Wen betrifft es und wie funktioniert sie?
Die Bezahlkarte betrifft alle volljährigen Leistungsberechtigten, die noch nicht arbeiten. Das sind Asylbewerber*innen, die neu nach Deutschland gekommen sind und sogenannte Geduldete (eigentlich Abgelehnte, die sich aber noch mit einer Duldung in Deutschland aufhalten). Außerdem gilt die Bezahlkarte auch für Flüchtlinge mit subsidiärem Schutz, die internationalen Schutz genießen, jedoch keinen vollumfänglichen Flüchtlingsstatus erhalten haben. Die Bezahlkarte nutzen sie so lange, bis sie einen Aufenthaltsstatus erhalten haben und damit auch ein eigenes Konto. Dann wird die staatliche Unterstützung auf dieses Konto überwiesen.

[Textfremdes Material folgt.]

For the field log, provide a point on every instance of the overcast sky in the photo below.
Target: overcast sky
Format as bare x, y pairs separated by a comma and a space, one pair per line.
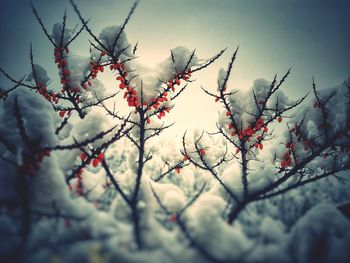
311, 36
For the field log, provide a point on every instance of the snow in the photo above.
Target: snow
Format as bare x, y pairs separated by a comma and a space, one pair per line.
99, 225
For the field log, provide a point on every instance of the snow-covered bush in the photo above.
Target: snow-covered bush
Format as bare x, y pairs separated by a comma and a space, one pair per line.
82, 182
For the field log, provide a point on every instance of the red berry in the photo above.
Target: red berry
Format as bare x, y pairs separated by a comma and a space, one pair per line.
95, 162
62, 113
83, 156
100, 156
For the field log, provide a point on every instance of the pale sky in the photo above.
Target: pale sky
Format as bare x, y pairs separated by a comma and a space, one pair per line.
311, 36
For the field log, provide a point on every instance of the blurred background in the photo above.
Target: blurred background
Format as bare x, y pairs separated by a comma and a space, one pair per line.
311, 36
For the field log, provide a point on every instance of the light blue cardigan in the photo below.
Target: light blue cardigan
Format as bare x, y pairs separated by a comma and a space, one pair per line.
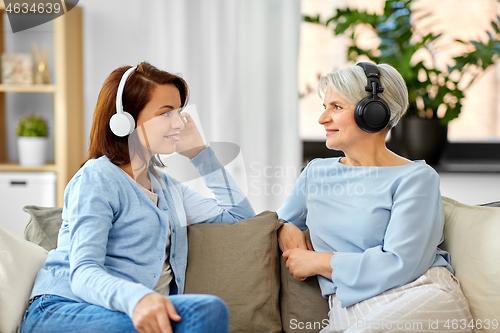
383, 224
112, 242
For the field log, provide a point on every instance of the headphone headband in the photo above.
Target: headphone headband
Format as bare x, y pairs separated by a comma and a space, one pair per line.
373, 76
122, 123
372, 114
121, 86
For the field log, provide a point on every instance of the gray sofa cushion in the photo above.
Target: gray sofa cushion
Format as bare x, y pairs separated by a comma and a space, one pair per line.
43, 227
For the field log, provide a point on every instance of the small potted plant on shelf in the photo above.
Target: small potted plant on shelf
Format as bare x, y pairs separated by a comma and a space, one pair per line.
435, 92
32, 140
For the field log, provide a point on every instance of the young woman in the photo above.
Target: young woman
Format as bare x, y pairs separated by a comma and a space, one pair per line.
122, 249
374, 217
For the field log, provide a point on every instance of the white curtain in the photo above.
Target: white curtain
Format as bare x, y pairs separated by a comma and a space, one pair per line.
240, 59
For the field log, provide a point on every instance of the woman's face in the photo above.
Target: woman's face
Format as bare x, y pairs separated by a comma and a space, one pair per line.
159, 123
338, 120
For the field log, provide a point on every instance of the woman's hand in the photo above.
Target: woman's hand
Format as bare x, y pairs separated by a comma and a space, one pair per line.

In Gera waren zum Stand der Bekanntgabe am 26. September insgesamt 937 Personen davon betroffen. Davon sind 583 erwachsen und erhalten dadurch eine Karte. Ab dem 1. Oktober werden 34 Karten ausgeteilt, 50 folgen im November. Bis Ende des Jahres sollen rund 300 Karten ausgegeben werden. 116 Personen sollen schon arbeiten. Und bei Ukrainer*innen ist es anders geregelt, die bekommen weiterhin Bargeld.
Die Karte ist eine Prepaid-Mastercard und funktioniert an allen Stellen, wo auch normale Mastercards funktionieren. Jedoch ist die Funktion regional auf Gera und die umliegenden Landkreise Greiz, Saale-Holzland-Kreis und Burgenlandkreis begrenzt. Falls die Personen Termine außerhalb der Region haben, wie zum Beispiel Besuche in Konsulaten, Ämtern oder medizinischen Einrichtungen, kann das Sozialamt (Asylbewerberleistungsbehörde) auch Ausnahmen freischalten. Einen Mehraufwand sieht man hier nicht. Zur regionalen Begrenzung erklärte Oberbürgermeister Kurt Dannenberg, dass man das Geld, was hier ausgegeben wird, auch gerne in der Region behalten möchte: „Das Geld wird hier lokal wieder ausgegeben“. Überweisungen an das Herkunftsland sind nicht möglich.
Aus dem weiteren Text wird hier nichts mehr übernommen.